Alejandro Aravena (AP Photo/Eva Vergara)

A Chilean architect whose work has focused on sustainable design and social housing was awarded the Pritzker Prize, often called the Nobel for architects.

Alejandro Aravena, a 48-year-old designer from Santiago, was recognized Tuesday for his socially conscious design and commitment to fighting for “a better urban environment for all,” jury members said in a statement.

“His built work gives economic opportunity to the less privileged, mitigates the effects of natural disasters, reduces energy consumption and provides welcoming public space,” said Tom Pritzker, whose family funds the prize. “He shows how architecture at its best can improve people’s lives.”

Through his practice Elemental, which he joined as an executive director in 2001, Aravena focuses on projects with a public interest and social impact that address the challenges of 21st-century cities. Aravena and his team have produced more than 2,500 units of low-cost housing they call “half a good house,” because the design leaves space for residents to complete their home themselves. The low cost of the housing means Aravena can build the developments in more expensive areas, placing inhabitants in areas with good access to public transportation and better schools.

The left image shows how “half a good house” is given to a family, and the right shows how one family completed their house. (Credit: Elemental)

The Elemental team also participates in every phase of the complex process of creating the housing.
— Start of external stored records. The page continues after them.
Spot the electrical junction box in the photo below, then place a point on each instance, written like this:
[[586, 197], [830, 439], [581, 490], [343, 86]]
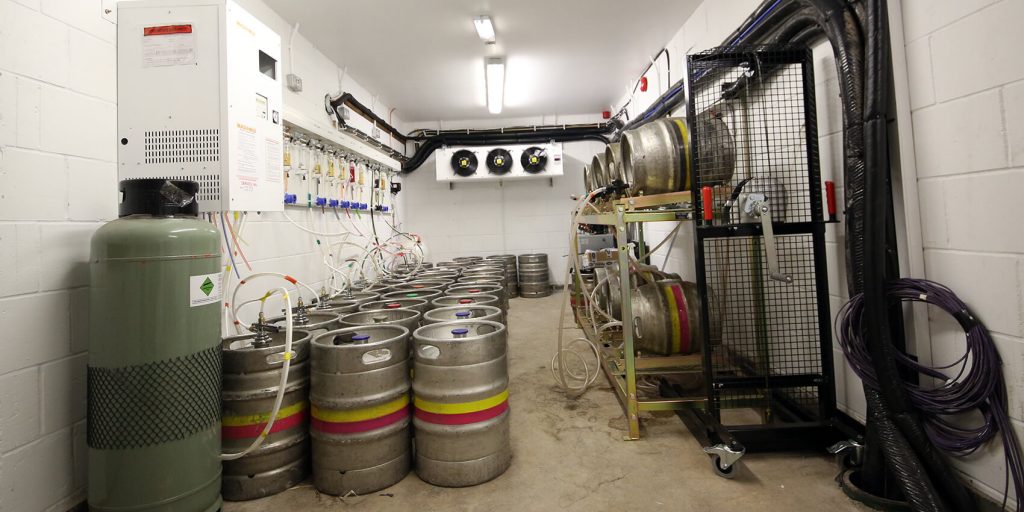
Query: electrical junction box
[[200, 98], [499, 162]]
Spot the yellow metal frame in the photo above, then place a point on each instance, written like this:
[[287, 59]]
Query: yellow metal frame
[[620, 363]]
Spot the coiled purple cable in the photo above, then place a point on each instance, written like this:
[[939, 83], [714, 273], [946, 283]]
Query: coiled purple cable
[[976, 383]]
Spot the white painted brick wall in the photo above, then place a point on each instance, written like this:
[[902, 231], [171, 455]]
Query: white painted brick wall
[[967, 96], [57, 185]]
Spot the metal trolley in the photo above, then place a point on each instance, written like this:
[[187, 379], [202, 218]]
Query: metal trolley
[[768, 381]]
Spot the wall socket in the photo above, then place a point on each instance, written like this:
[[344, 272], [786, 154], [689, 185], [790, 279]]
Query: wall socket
[[294, 82]]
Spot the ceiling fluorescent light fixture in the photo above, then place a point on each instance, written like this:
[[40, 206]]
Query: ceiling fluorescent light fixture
[[495, 71], [484, 29]]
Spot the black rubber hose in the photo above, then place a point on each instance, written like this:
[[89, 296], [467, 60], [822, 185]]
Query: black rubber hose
[[950, 493]]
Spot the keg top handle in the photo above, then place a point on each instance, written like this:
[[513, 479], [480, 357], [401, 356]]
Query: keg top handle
[[458, 331], [361, 336]]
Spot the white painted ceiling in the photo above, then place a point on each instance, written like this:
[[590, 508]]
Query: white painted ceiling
[[424, 57]]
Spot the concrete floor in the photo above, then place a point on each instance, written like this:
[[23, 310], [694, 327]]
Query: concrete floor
[[569, 455]]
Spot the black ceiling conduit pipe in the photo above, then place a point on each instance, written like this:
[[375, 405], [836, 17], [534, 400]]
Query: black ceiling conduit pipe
[[334, 103]]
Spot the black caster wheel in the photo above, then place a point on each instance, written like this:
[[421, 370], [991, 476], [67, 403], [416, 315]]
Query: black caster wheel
[[716, 464]]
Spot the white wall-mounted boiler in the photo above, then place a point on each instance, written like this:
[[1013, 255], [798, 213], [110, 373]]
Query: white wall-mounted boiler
[[493, 163], [200, 98]]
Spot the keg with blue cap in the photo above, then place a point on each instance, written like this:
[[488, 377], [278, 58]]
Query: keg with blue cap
[[461, 409], [359, 409]]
They engage with politicians, lawyers, researchers, local authorities, builders and the future residents. Their goal extends beyond making good design, to creating new opportunities for those from underprivileged backgrounds.

But Aravena told Dezeen that although there’s a movement of more socially conscious designers, building regulations and politics often prevent similar solutions for problems like Europe’s mass influx of refugees.

“There’s [going to be] a billion people on the planet that will be needing housing,” Aravena said. “Unless we follow the incremental approach to tackle scarcity of means, we won’t solve this problem.”

Project by Pritzker winner Alejandro Aravena (Credit: Elemental)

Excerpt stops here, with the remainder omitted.